The stadium could be accessed from either the east or west side; on the west side the path was opposite the Smalley Street junction with Woodgrove Road and cut across Towneley Park meeting the Hall's north access road. The stadium kennels were adjacent to this path situated on the north side of the stadium. From the east there was footbridge over the River Calder that met the Hall's north access road. Whichever entry was chosen resulted in the same turnstile entrances on the east side of the stadium being used where the main stand overlooked the course.
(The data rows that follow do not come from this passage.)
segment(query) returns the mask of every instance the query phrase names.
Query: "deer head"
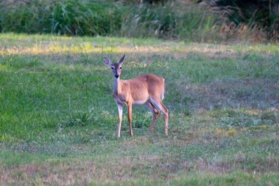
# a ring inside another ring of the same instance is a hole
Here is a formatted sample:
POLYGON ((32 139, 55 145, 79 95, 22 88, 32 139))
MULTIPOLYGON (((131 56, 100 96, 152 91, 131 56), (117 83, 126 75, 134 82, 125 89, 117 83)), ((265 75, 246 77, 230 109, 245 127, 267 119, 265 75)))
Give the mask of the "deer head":
POLYGON ((104 57, 104 63, 106 65, 110 66, 112 68, 112 74, 115 78, 119 78, 121 74, 122 63, 124 61, 125 54, 119 60, 118 63, 112 63, 108 58, 104 57))

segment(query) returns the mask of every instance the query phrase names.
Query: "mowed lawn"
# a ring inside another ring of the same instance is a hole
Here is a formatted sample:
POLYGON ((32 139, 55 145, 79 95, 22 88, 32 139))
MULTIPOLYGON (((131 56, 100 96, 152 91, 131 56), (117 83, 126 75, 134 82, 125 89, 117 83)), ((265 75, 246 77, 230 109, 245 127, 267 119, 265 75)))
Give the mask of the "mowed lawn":
POLYGON ((279 46, 0 34, 0 185, 279 185, 279 46), (113 77, 163 77, 117 139, 113 77))

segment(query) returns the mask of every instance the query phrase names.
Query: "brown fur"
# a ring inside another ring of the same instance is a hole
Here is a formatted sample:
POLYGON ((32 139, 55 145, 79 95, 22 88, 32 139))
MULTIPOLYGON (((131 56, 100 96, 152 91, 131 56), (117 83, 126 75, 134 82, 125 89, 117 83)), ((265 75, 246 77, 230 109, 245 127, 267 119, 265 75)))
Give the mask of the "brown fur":
POLYGON ((153 74, 141 75, 128 80, 121 80, 122 63, 125 55, 119 63, 112 63, 107 58, 104 58, 107 65, 112 67, 114 75, 114 87, 112 96, 116 102, 119 109, 119 127, 117 137, 120 137, 120 128, 122 118, 122 106, 128 108, 128 120, 130 124, 130 134, 132 132, 132 104, 145 104, 152 113, 153 119, 149 132, 151 132, 158 116, 159 110, 164 115, 165 132, 167 134, 168 110, 163 104, 161 95, 165 94, 164 79, 153 74))

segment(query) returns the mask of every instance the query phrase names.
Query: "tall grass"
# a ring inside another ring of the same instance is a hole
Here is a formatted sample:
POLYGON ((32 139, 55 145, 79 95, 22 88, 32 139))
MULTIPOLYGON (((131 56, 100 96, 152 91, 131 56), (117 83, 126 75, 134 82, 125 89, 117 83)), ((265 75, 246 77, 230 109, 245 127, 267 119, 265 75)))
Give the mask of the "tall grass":
POLYGON ((0 3, 0 31, 198 42, 224 39, 216 15, 206 8, 179 1, 156 6, 110 0, 6 1, 0 3))

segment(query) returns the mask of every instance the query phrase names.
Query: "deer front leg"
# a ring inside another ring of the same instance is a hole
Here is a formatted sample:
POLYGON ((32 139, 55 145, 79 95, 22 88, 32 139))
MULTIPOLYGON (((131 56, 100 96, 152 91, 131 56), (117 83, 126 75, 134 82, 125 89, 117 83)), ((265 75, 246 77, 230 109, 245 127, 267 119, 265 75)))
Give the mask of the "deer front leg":
POLYGON ((132 103, 127 104, 128 108, 128 121, 130 124, 130 135, 133 137, 133 132, 132 132, 132 103))
POLYGON ((117 129, 117 137, 120 137, 120 130, 121 128, 121 121, 122 121, 122 105, 117 104, 118 107, 118 129, 117 129))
A local company with a share capital of £13,000 purchased and constructed the greyhound track, which was a very large 570 yards in circumference. The first race night was held on 3 September 1927 with seven thousand attending the meeting opened by Lady O'Hagan. Harry Bury was the first general manager, but left for the newly opened Albion Greyhound Racecourse in February 1928.

== History ==
100 greyhounds brought mainly from Hull were initially housed at the Burnley track. The stadium came under the control of a company called the Associated Greyhound Racecourses, with Towneley becoming their second of three tracks that they eventually owned, the first being Darnall Stadium, and the third the Old Craven Park in Hull.

Haulage businessman Bill Sharples had a litter out of track bitch Calliope, sired by Grand National finalist Douro, and trainers included former England goalkeeper Jack Hillman and Jack Ashworth. In 1931, four years after opening, the Associated Greyhound Racecourses went bankrupt, and the track was taken over by a local businessman named W Spencer, who closed the stadium, blaming the government betting bill that restricted the days that tracks could race. With meetings limited to a maximum of 101 per annum the management put the stadium, kennels and equipment up for auction.

==Speedway==
A Burnley speedway team was formed and joined the inaugural 1929 Speedway English Dirt Track League, but withdrew mid-season and had their results expunged.

==Closure==
In 1935 the stadium was taken over by Captain Ramsbottom, who had replaced Harry Bury as the judge and handicapper under a previous promotion. Ramsbottom then made a quick profit by selling onto two brothers, Dr. and Clem Hodgson, with the last greyhound meeting taking place on 2 November 1935.
The stadium's stands, shelters and kennels were demolished, and the track was filled in; the site became playing fields.

A golf course then opened to the north and incorporated the site. The stadium was on what today are the northerly holes of a golf course, exactly opposite the £33 million Unity College on the River Calder.